Yogi Ernes - detikNews
Kamis, 08 Apr 2021 16:00 WIB
Polisi tangkap pelaku filler payudara abal-abal ke dua model di Jakbar.
Polisi tangkap pelaku filler payudara abal-abal ke dua model di Jakbar. (Fathan/detikcom)
Jakarta -

Polisi mengungkap perempuan berinisial SR belajar soal filler payudara secara singkat. Tersangka SR mengikuti kursus singkat tentang filler payudara ini kepada LC, yang disebutnya sebagai dokter.

"Dia kenal dengan salah satu--menurut dia adalah seorang dokter--dengan inisial LC. Di situ dia dengan LC diberikan les privat cuma sehari aja," kata Kapolres Metro Jakarta Barat Kombes Ady Wibowo ditemui di Polda Metro Jaya, Jakarta, Kamis (8/4/2021).

SR mengikuti kursus penyuntikan filler payudara kepada LC di sebuah hotel di Tamansari, Jakarta Barat.
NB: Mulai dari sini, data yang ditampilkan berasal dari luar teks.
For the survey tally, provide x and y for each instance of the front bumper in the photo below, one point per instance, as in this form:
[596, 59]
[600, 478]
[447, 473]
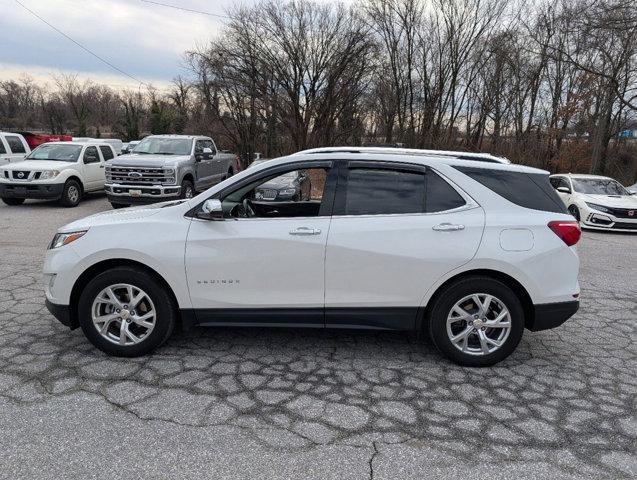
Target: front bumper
[45, 191]
[62, 313]
[133, 194]
[551, 315]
SR membayar LC sejumlah uang untuk les privat tersebut.

Dia menambahkan, dari proses belajar sehari itu, tersangka SR mendapatkan sertifikat dari LC. Sertifikat itulah yang kemudian digunakan SR untuk membuka praktik filler payudara.

"Diberikan ijazah oleh Saudara LC. Dengan ijazah itu yang digunakan tersangka LC ini untuk mengelabui para korbannya yang bersangkutan memiliki sertifikasi terkait filler payudara itu," ungkap Ady.

Saat ini polisi masih mem-profiling LC dan mengejarnya.

"Kita sedang kejar, kita sedang cari supaya kita bisa dapat informasi dari yang bersangkutan identitas asli dari yang bersangkutan seperti apa," tutur Ady.

Sebelumnya Ady mengungkap bahwa SR bukan seorang dokter ataupun tenaga kesehatan. SR merupakan sarjana pertanian.

Dalam kasus ini, ada dua tersangka dan telah dijerat Pasal 77 UU Nomor 29 Tahun 2004 tentang Praktik Kedokteran dan/atau Pasal 197 dan/atau Pasal 198 UU Nomor 36 Tahun 2009 tentang Kesehatan dan/atau Pasal 62 ayat 1 juncto Pasal 8 ayat 1 UU Nomor 8 tentang Perlindungan Konsumen dan/atau Pasal 378 KUHP.

Kasus ini terungkap setelah dua perempuan yang mengaku sebagai model melapor ke polisi. Kedua korban mengalami infeksi setelah mendapat tindakan filler payudara oleh tersangka SR.